Concern over a nuclear crisis developing in Japan has led the European Union to agree to “stress test” all of their nuclear reactors.
EU Energy Commissioner Guenther Oettinger said Tuesday that “there was a general agreement” to conduct the stress tests.
“Nobody spoke against the stress test proposal,” he said. “We want to look at the risk and safety issues in the light of events in Japan.”
The European commission spoke after emergency talks between ministers, national nuclear safety chiefs and industry leaders that were hastily called amid rising public concern in the wake of Japan’s nuclear emergency.
Oettinger said there were no existing EU rules to make the tests binding.
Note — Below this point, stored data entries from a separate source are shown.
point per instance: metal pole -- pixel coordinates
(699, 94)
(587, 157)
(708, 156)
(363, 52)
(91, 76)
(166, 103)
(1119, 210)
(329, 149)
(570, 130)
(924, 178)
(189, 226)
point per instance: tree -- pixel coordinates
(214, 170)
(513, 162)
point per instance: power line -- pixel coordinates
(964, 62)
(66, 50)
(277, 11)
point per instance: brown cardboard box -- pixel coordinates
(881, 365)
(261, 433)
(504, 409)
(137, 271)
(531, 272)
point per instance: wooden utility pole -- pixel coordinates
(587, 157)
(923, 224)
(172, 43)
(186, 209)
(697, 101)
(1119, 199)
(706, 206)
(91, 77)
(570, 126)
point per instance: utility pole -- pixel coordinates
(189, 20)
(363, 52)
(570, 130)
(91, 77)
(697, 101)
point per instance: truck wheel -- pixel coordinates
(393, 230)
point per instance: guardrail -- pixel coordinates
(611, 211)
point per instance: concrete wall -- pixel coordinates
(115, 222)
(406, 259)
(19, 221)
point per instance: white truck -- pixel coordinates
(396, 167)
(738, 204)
“Recognised experts will be responsible for carrying out the tests in the course of this year,” he added. “The tests will carry such authority that the necessary consequences will be drawn from them.”
“We want to operate if possible with everybody on board,” he said, adding the tests would be completed in 2011 and would start as soon as guidelines were reached on the criteria, reach and extent of the checks.
On the basis of the results “we want all the nuclear power plants to be reassessed in the light of events in Japan,” he added.
He also said he hoped to associate neighboring countries, Turkey, Russia and Switzerland, in the safety review.
In his letter of invitation to Tuesday’s talks, Oettinger said participants would look at operations at European reactors similar to those in Japan, while taking stock of earthquake contingency planning, cooling problems, and evacuation procedures.
“EU preparedness for parallel emergencies occurring at several nuclear installations” was also on the agenda.
Japan’s nuclear emergency Monday prompted Germany and Switzerland to halt nuclear programmes with Italy taking a hard look at its new nuclear energy plans but Poland saying it would press ahead with building it first plants.
Anti-nuclear lawmakers from Austria had demanded stress tests across Europe.